Army-Navy spirit spots have swamped various online-video platforms in recent days as the hype for Saturday’s game reaches its apex. We’ve got four of the more popular offerings below, with more on the way later in the week.

Scroll down for some clips and critiques, and vote in our poll at the bottom of the page. Have a video we might’ve missed? Leave a link in the comments below.

MASCOT MAYHEM

  • Premise: Bill the Goat and Blackjack the Mule gather for a critical teleconference with Army Chief of Staff Gen. Mark Milley and Chief of Naval Operations Adm. John Richardson. Connection issues, button-mashing and other hilarity ensues ... like most teleconferences.
  • Positives: The mascots are in their element here, hamming it up with prop-fueled pantomime.
  • Problems: A glaring oversight with the book exchange: How could Army’s leader neglect this tome on Naval Academy leadership? It’s a bestseller, after all.

TAKING THE HELM

  • Premise: Ensign Rylan Tuohy, USNA grad and the man behind “Naptown Funk” and “We Give a Ship,” returns with his latest upbeat offering. 
  • Positives: Tuohy’s typical engaging, quick-cut style comes with an off-the-charts celebrity contingent: Sen. John McCain, Dallas Cowboys legend Roger Staubach, Navy Secretary Richard Spencer ... the only guy who didn’t give him a “Helm Yeah” was this guy.
  • Problems: Given recent headlines, one could question the skywriting clip. 

ARMY GOES LONG

  • Premise: West Point’s top officers and enlisted leaders head deep into enemy territory for a dangerous mission, kind of, in “Lead from the Front.”
  • Positives: From the camera of GI Film Festival entrant and spirit spot regular Austin Lachance, now a second lieutenant, this mini-movie comes complete with special effects, helicopters and a West Point Band-provided soundtrack. The cadet-fueled finale almost stands alone.
  • Problems: For folks seeking simplicity in their spirit spots ― lampoon a commercial, or stick the CNO in a funny hat, or both ― we may be reaching a cinematic saturation point.
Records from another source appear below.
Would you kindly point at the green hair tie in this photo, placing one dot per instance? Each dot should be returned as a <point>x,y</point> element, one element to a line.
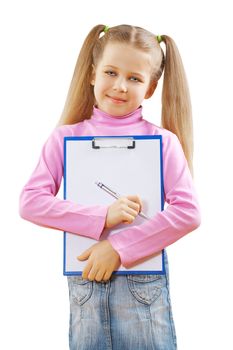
<point>106,28</point>
<point>159,38</point>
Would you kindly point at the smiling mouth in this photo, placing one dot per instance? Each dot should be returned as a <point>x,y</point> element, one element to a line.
<point>116,99</point>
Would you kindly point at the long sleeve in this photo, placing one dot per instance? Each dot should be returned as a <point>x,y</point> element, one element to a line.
<point>38,201</point>
<point>181,216</point>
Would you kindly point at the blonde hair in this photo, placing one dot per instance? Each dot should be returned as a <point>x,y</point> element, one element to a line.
<point>176,105</point>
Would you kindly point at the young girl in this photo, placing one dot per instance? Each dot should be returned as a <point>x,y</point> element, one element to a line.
<point>116,70</point>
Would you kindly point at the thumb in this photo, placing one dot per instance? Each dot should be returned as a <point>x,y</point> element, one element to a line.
<point>85,255</point>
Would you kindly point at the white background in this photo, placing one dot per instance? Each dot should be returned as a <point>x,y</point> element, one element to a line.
<point>40,41</point>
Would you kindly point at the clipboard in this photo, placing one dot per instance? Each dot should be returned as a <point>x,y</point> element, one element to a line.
<point>128,165</point>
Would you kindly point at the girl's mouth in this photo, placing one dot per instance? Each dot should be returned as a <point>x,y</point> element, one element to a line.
<point>116,100</point>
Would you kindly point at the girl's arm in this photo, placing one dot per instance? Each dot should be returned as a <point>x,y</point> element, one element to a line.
<point>180,217</point>
<point>39,205</point>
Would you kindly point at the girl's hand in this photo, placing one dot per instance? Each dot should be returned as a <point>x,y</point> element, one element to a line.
<point>124,210</point>
<point>102,261</point>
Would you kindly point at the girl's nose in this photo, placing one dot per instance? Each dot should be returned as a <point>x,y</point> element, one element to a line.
<point>120,85</point>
Also, no War Tubas

LINCOLN’S ADDRESS

  • Premise: The crew of the aircraft carrier Abraham Lincoln has a rivalry-week message, and they’ll get it out the best way they know how.
  • Positives: A tight 60 seconds, a few sight gags and a big payoff proves that simple can be effective.
  • Problems: The color-coded, labeled turtlenecks veer into the realm of henchmen from the 1960s “Batman“ television show. Not the type of person to emulate if you’re serving in a Global Force for Go ... oh, right.